In a lawsuit filed by the Sierra Club, U.S. District Judge Michael Davis ruled in March 2010 that the NPS 2005 policy reversal ignored its 1996 decision against a similar bridge and must be revisited. Upon review of the 2005 decision, the NPS announced last fall that it had determined that the bridge as proposed could not be built without causing “direct and adverse effects that cannot be avoided or eliminated,” a violation of Section 7(a) of the Wild and Scenic Rivers Act.
So Bachmann not only is seeking to exempt the bridge from the Wild and Scenic Rivers Act by declaring its most recent application null and void, she apparently is trying to exempt the project from judicial review as well.
Last year Bachmann sent a
letter to House Natural Resources Committee Chair Nick Rahall sounding the alarm about “the growing trend of radical environmentalist groups like the Sierra Club abusing the Wild and Scenic Rivers Act to pursue their ideological ends” and suggesting “possible revisions to the Wild and Scenic Rivers Act to ensure it is not misused.”

Bachmann’s legislative end-run on the courts, the NPS and the Wild and Scenic Rivers Act is only the latest salvo in this long-running battle to preserve the St. Croix River and the integrity of the Act itself. Bachmann introduced essentially the
same bill last year and attracted no co-sponsors. This year, Wisconsin Republican Sean Duffy and Wisconsin Democrat Ron Kind have signed on.
Bridge opponents can take heart in the fact that despite her high visibility as self-appointed Congressional leader of the Tea Party caucus, the ineffective Bachmann has not passed one piece of legislation in her entire congressional career; her tenure in the Minnesota State Senate was equally nonproductive.
There’s also the niggling little detail of the bridge’s $700 million-and-climbing price tag, which flies in the face of Bachmann’s alleged fiscal conservatism. The federal government is hardly flush with cash these days, and neither Minnesota nor Wisconsin has a few hundred million lying around for anything, let alone a bridge whose need is dubious.

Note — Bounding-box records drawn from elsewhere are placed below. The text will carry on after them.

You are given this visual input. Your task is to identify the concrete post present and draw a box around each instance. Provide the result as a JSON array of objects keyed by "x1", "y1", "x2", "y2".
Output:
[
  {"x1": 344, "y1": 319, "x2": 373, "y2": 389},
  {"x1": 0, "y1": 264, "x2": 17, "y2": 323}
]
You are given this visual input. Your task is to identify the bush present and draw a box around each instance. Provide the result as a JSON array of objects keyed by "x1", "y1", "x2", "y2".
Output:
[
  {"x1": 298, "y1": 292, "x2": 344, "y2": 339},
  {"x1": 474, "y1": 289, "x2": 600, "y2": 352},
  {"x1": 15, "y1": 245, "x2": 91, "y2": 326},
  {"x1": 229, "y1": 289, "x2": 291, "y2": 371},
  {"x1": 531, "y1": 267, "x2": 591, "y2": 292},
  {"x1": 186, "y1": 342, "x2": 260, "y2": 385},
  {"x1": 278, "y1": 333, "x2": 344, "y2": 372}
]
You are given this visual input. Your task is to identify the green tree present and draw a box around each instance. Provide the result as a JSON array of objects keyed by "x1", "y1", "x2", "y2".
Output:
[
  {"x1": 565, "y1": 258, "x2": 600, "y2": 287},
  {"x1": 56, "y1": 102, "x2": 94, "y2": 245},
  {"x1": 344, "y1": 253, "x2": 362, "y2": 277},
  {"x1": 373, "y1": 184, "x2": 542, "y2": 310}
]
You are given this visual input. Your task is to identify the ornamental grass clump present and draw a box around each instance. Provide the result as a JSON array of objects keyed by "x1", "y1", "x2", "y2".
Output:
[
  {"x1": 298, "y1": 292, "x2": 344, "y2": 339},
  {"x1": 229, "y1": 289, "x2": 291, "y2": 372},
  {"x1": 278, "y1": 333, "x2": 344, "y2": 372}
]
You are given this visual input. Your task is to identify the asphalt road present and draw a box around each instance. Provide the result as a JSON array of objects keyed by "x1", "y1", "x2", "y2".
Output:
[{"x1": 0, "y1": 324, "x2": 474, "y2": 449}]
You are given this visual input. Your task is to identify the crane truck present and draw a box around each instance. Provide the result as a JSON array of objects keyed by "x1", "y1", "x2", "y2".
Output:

Ironically, a little over a year ago, Bachmann wrote in an
op/ed article: “When will the President and Democrat (sic) leadership learn that spending money we don’t have isn’t always the remedy to fix whatever problem confronts us?”
And while Bachmann now claims that the new bridge is needed to create jobs, in that same op/ed piece, she railed against President Obama for making the same claim:
“A federal spending surge of more than $20 billion for roads and bridges in President Obama's first stimulus has had NO EFFECT on local unemployment rates, raising questions about his argument for billions more to address an ‘urgent need to accelerate job growth,’" Bachmann wrote.
If the latest pronouncements from disingenuous pro-bridge forces are any indication, the arguments for building the Bachmann Boondoggle are likely to get even more specious.
"I don't see Michele and that group backing down," says the NPCA’s McClure. But she remains optimistic given the latest turn of events.
“I think it would behoove everyone to take a step back and look at the transportation issues,” says McClure.
She points to alternatives like the replacement bridges that were built over other Wild and Scenic Rivers—called “low and slow” bridges because they cross at river level rather than bluff level, and are built for slower traffic speeds to minimize their impact on the river.
“I do think there’s a solution out there,” she concludes.